The composition of the graphite leads, more precisely their hardness, which depends on the ratio of graphite to binder, can also influence the electrochemical properties [45]. Rotring graphite leads of different hardness were selected for the study, and the cyclic voltammograms obtained for HVA are shown in Figure 3. Although relatively similar sensitivities were obtained for all the tested leads (inset of Figure 3), the HVA anodic peak was somewhat better defined at the HB-PGE. In addition, this type of lead is more readily available commercially and was therefore used in the subsequent investigations.

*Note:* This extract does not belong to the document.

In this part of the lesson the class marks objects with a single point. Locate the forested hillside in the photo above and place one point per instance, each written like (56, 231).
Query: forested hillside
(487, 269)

The pH influence on the HVA electrochemical signal was studied in BRB with pH ranging from 2.0 to 11.0. As can be seen in Figure 4, at pH 2.0 an anodic peak due to HVA electro-oxidation appears at +0.75 V. On the reverse potential scan (Figure 4a), a poorly defined cathodic signal appears at about +0.4 V, probably due to the reduction in HVA oxidation compounds on the PGE surface. As the pH value of the supporting electrolyte solution increases, the potential of the HVA oxidation peak shifts to less positive values (approximately +0.3 V at pH 10.0), indicating the involvement of protons in the electrode process. At pH > 8.0, the oxidation peak is poorly defined. Additionally, a broad and very ill-defined second signal occurs at a 200 mV more positive potential. Moreover, at pH above 11, HVA is no longer electroactive at the PGE.
The slope (−0.056 V/pH) of the Ep vs. pH graph (Figure 4b) has a value close to the Nernstian one denoting that in the oxidation process of HVA, the number of protons involved in the electrode process is equal to that of electrons. In Figure 4b, one can observe that HVA oxidation peak current decreased with pH increasing, with similar results being obtained in DPV (Figure 4c). The best results in terms of sensitivity and the narrowest response were achieved at pH 2.0, and this value was therefore chosen for further experiments.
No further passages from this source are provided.